Company: Morrow Communications
Track Record: There is no such thing as a typical day for PR director Kieran Donnelly.
HOW I BECAME A PR DIRECTOR
Give a brief outline of your career to date.
After graduating, I started working for an international PR company in their Dublin office, before returning to head up their smaller Belfast satellite office four years later. I then joined Morrow Communications in 1999 as an account director and became a company director in 2005.
What was your favourite subject at school?
I’m fascinated as to how and why things happen so history was my favourite subject at school. I enjoyed weighing up evidence from different sources to make a case for something or to come to a particular conclusion.
Did you go on to further/higher education, if so what did you study and where?
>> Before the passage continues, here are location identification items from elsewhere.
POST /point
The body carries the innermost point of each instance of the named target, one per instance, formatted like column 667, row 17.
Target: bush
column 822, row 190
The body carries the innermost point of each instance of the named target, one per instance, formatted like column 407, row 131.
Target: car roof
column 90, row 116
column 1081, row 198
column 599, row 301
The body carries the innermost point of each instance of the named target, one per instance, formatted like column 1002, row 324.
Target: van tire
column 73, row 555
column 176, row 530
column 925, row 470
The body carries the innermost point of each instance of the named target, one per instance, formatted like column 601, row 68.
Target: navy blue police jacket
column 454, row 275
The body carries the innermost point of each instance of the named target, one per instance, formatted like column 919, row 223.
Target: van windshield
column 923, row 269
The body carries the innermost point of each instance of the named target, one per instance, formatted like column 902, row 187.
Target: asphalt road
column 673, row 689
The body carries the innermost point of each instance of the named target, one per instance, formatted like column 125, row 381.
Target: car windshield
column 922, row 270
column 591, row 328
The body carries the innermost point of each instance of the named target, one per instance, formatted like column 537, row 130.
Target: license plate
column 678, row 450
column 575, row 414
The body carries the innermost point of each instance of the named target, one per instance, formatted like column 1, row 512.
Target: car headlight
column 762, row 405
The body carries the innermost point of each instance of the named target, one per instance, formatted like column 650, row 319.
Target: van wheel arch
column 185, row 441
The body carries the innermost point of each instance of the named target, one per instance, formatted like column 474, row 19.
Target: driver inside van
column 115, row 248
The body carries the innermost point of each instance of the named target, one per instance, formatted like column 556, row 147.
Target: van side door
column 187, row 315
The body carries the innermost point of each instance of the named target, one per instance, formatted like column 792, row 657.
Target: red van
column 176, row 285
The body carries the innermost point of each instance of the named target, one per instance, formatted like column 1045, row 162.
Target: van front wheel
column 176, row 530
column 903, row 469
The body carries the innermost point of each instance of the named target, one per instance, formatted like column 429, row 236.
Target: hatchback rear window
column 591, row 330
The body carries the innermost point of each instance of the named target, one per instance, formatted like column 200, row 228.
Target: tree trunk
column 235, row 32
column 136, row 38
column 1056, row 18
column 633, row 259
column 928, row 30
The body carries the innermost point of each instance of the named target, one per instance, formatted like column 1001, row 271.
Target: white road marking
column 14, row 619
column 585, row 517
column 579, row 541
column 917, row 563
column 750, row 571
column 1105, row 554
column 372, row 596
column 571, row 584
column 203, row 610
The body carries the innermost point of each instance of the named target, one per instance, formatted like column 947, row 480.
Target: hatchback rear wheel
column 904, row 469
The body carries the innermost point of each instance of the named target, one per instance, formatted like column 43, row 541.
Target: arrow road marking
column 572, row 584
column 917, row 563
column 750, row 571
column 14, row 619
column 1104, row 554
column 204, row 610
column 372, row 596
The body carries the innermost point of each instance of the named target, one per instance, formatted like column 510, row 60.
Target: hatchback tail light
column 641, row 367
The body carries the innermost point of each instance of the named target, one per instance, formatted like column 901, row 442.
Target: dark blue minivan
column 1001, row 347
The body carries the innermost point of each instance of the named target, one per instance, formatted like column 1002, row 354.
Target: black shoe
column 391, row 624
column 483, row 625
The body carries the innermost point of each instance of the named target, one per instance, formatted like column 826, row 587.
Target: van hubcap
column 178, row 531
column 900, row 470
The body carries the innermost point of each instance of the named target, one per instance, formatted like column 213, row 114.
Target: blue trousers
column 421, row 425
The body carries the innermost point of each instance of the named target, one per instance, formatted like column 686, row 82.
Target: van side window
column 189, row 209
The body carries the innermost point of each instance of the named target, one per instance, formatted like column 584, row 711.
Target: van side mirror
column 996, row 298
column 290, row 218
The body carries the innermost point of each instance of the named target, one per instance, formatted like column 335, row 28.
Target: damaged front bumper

I studied Communications, Advertising and Marketing (CAM) at the University of Ulster Jordanstown. We were guinea pigs for the new course which was also the first of its kind in Northern Ireland, so it was a very exciting time for all involved.
How did you get into your area of work?
I was always interested in media and current affairs – so I was looking for a career that would match that interest.
When I saw the new CAM degree in the UU prospectus, I was intrigued and went along to the Open Day to find out more. The range of subjects it covered and the balance of communications theory and practice attracted me and gave me a different perspective on the media. That choice set me on course for a career in communications.
Is this what you always wanted to do?
Admittedly, the interest in media and current affairs was strongest, and I thought a career in journalism beckoned.
Up until I read about the new degree course, I wasn’t entirely sure what PR and Communications was and what career choices there were in the industry. Within a few days on the CAM course I was hooked and knew this was the career path for me.
Were there any particular essential qualifications or experience needed?
While my degree was the first formal qualification for the industry in NI at the time, there were clearly a number of other routes into the industry. That equally applies today where the Morrow Communications team is made up of people from a wide range of backgrounds – and with a variety of qualifications.
In my experience, the right aptitudes and attitude is far more important than any particular degree subject in carving out a successful career in communications.
Are there alternative routes into the job?
Absolutely – you only have to look at the range of people in my team. Some have come from the industry degree route like I did, while others have come from journalism, arts, law and even agricultural backgrounds.
There are a range of transferable skills that are important to succeed in the industry.
What are the main personal skills your job requires?
To be good in the communications industry it goes without saying that you need to be a good communicator – in both the written and spoken word.
In a busy consultancy environment you also need to be analytical, think strategically and get under the skin of your clients to understand them and their business. You also need to be creative, persuasive and tenacious. Throw in the requirement to be passionate, hardworking and a good juggler, then you have the makings of a good communications consultant.
What does a typical day entail?
One of the main attractions of the job is the very fact that there is nothing close to a typical day! Every day is very different due to varied client base we have that operate in different business sectors and industries. The range of communications activities and tools we use also varies making each day diverse. With the close association PR has with the daily news agenda, your planned day can change very quickly in the space of a single phone call and you will either thrive or drown in that environment.
What are the best and most challenging aspects of the job?
The variety of the role is one of the best aspects of the job for me. The fact that we are increasingly at the top table advising senior decision makers about their communication needs and challenges also gives me satisfaction as it is a sign that good communication is seen to be critically important to an organisation’s success.
The most challenging aspect is the sheer busyness and pressures of the job where you often have to juggle a lot of activity at any one time.
How have you seen your industry change over the years?
I’m a great believer that the fundamentals of good communication have stayed the same, but of course some of the tools and how they are used have changed – most notably the development of digital and online communication challenges in recent years. Like a good tradesman it is important to know how best to use your tools and what each one does or doesn’t do, but you should never lose sight of the big picture and what your actual purpose is.
What advice would you give anyone looking to follow a similar career path?
You must be committed to the role, your employer and your clients. It is a job that is not for the faint hearted and it only works if you commit to it.
If you weren’t doing this what would you like to do?
I’ve often thought a travel writer must be one of the best jobs – being paid to travel the world and share your stories with people. It would also combine perfectly my interests in writing and exploring new things.
What is the one piece of advice you would give to yourself on your first day?
Listen and learn. I believe that listening and learning both from good practice and not so good practice is the only way to build a successful career.
Thankfully it is advice I gave myself and more importantly took. As a follow on from that always ask the ‘why?’ question – in this role you need to be inquisitive and understand the issues fully before you can add value through your advice.
Describe your ideal day off.
Family time is very precious to me and whenever time allows my family and I will most likely be found in the hills, pubs and waves of Donegal, where we have a mobile home near the beautiful Marble Hill beach.
And finally, what’s the key to any successful job search?
Having interviewed quite a lot of people over the years, the best advice would be to have fully researched the company and role you are applying for… and that goes beyond the first few pages of the company website.
You can very easily spot those who are genuinely keen on the role and the company and who have bothered to do their research to prove it.